Originally written in October 2016 for the Baylor Business Fellows newsletter
A cool summer night in downtown San Diego. The breeze is coming off the bay. I’m wandering through the Seaport Village shops, and I see it. It’s hideous. It’s glorious. And it’s on sale.
It was a Hawaiian shirt. Predominantly blue, with pineapples and hibiscus and palm fronds in the pattern. Coconut shell buttons. Made in Hawaii. It would be mine. My first Aloha shirt, to commemorate a fun week at a conference in San Diego.
I got back to Texas and realized the flaw in my thinking. I don’t actually wear Hawaiian shirts. Ever. And I had visited San Diego, not Waikiki. So maybe this wasn’t such a great purchase.
Then I remembered something from past travel to Hawaii: the Aloha Friday. For decades, at the urging of Hawaii’s shirt makers, businessmen began wearing brightly-colored Aloha shirts on Fridays instead of business suits, an early Islander version of “business casual.” What if I just declared Aloha Friday, and started wearing my new shirt on Friday? If anyone were to ask why I had on such a ridiculous shirt, the answer was simple: “Aloha Friday!”

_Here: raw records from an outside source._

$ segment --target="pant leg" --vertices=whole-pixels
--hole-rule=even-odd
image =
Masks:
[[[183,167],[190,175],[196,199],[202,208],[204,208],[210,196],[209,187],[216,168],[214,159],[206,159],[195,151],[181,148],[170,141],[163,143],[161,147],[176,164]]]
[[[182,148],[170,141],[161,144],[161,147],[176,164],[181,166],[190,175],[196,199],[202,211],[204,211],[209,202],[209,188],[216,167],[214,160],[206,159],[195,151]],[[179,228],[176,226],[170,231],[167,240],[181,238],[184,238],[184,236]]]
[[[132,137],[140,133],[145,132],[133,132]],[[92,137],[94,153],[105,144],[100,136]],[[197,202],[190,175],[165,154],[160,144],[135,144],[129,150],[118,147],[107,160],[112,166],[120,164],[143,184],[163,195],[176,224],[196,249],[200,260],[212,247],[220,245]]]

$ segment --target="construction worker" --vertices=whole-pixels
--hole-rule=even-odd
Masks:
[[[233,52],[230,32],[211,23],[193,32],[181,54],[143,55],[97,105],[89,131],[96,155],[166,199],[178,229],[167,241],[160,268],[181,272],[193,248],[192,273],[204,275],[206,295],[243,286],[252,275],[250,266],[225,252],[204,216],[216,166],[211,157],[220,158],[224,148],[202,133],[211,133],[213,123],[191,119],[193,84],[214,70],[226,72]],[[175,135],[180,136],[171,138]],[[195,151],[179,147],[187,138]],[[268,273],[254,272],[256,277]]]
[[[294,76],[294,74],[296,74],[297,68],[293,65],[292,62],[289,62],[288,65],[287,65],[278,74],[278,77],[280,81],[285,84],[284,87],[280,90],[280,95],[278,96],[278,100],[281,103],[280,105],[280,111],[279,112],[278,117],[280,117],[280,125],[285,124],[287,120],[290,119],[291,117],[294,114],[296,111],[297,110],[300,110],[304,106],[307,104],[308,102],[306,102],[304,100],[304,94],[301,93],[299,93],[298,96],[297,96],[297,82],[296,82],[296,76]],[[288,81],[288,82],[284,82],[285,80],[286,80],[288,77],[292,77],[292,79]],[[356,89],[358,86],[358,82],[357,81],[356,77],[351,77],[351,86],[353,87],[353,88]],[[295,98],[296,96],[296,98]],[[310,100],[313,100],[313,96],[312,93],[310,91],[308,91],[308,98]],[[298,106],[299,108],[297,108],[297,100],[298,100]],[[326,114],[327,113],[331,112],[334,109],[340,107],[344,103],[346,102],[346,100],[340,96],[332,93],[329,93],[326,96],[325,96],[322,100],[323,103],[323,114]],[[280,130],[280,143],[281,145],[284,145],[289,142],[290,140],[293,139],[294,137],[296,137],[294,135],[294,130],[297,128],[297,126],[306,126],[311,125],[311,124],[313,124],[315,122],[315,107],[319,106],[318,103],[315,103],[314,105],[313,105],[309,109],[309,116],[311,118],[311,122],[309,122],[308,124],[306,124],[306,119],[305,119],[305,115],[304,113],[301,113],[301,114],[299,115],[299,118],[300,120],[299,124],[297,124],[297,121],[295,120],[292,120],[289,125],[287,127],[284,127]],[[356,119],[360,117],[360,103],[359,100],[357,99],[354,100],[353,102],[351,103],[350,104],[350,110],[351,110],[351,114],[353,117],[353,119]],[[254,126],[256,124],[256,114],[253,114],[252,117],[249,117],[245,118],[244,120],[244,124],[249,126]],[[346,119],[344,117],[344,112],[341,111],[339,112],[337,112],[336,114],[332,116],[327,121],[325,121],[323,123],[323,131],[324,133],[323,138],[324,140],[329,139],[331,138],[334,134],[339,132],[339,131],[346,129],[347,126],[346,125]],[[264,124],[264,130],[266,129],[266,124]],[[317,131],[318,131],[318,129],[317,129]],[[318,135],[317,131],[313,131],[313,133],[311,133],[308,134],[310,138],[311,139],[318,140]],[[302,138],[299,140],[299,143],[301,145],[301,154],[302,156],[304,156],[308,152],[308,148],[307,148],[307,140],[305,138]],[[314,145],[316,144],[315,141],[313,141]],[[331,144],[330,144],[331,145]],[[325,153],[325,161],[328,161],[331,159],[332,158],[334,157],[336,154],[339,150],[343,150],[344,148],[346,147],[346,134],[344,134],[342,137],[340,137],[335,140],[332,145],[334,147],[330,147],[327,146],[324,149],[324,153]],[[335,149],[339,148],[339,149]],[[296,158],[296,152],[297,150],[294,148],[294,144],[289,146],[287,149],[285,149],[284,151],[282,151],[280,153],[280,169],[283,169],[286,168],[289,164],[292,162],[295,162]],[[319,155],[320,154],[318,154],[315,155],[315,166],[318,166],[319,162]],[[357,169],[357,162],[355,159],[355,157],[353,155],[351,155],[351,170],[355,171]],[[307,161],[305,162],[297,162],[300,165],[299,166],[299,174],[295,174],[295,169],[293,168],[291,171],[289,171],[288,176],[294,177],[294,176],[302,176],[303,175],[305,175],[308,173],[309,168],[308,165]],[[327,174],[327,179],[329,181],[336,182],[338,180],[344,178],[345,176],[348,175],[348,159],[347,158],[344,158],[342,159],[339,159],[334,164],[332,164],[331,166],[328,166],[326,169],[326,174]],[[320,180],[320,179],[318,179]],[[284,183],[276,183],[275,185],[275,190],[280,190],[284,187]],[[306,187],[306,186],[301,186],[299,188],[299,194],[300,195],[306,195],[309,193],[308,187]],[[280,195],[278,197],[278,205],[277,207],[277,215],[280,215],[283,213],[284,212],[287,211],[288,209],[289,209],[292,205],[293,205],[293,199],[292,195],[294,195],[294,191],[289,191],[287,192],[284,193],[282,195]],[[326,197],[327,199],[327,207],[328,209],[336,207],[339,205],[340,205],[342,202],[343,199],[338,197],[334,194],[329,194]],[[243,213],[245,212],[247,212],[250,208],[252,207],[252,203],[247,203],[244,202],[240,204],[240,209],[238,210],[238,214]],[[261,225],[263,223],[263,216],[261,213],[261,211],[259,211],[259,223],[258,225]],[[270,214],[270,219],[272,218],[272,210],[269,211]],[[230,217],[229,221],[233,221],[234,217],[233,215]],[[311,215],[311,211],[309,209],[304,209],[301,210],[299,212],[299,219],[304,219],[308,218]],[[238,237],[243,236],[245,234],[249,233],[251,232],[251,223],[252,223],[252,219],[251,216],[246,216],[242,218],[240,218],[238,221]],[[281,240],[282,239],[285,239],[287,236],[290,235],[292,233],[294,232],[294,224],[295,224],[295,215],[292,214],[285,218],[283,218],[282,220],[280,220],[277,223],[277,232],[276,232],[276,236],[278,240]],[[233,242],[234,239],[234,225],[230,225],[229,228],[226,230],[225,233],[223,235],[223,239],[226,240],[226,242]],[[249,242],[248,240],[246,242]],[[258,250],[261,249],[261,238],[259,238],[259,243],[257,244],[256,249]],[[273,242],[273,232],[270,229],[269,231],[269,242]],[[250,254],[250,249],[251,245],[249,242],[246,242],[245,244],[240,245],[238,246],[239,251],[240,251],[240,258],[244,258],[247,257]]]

And so it began. The tradition became every Friday that I could get away with once I found several really inexpensive tropical-pattern shirts on sale for under $10 each during Kohl’s January clearance. And then I added some higher-quality shirts to the collection on my last visit to Hawaii in 2013.
For me, Aloha Fridays started as a way to wear some ridiculously obnoxious shirts to work. It signaled to everyone around me that we don’t have to be so stuffy, even if we are a business school.
But most importantly, it was a reminder not to take myself too seriously, to be sure to have a bit of fun and whimsy with all of the other things going on in my days. Let’s face it – it’s hard to get too smug or too proud of yourself when you’re wearing a shirt covered in flowers.
These days, the Aloha Friday has become a bit of a thing. Several of my economics faculty colleagues wear Hawaiian shirts on Fridays. (A former colleague, who was born and raised in Hawaii and does not join in the silliness, sniffed that we “looked like cheap tourists.” “Exactly!” we cheerily replied.) And a few years back, when my ECO 1380 class still met on Fridays, some of the Business Fellows began to join in.
It makes me smile when I see any of you in an Aloha shirt, on a Friday or otherwise. If you decide to wear one of these shirts, I hope you’ll keep in mind the biggest reason that I have continued this tradition as a key part of my own lack-of-fashion choices. It’s a reminder that I’m really not all that big of a deal, that the corner office and seemingly important titles are all just accoutrements to more important things in life, and that putting too much stock in my own importance is just chasing after the wind.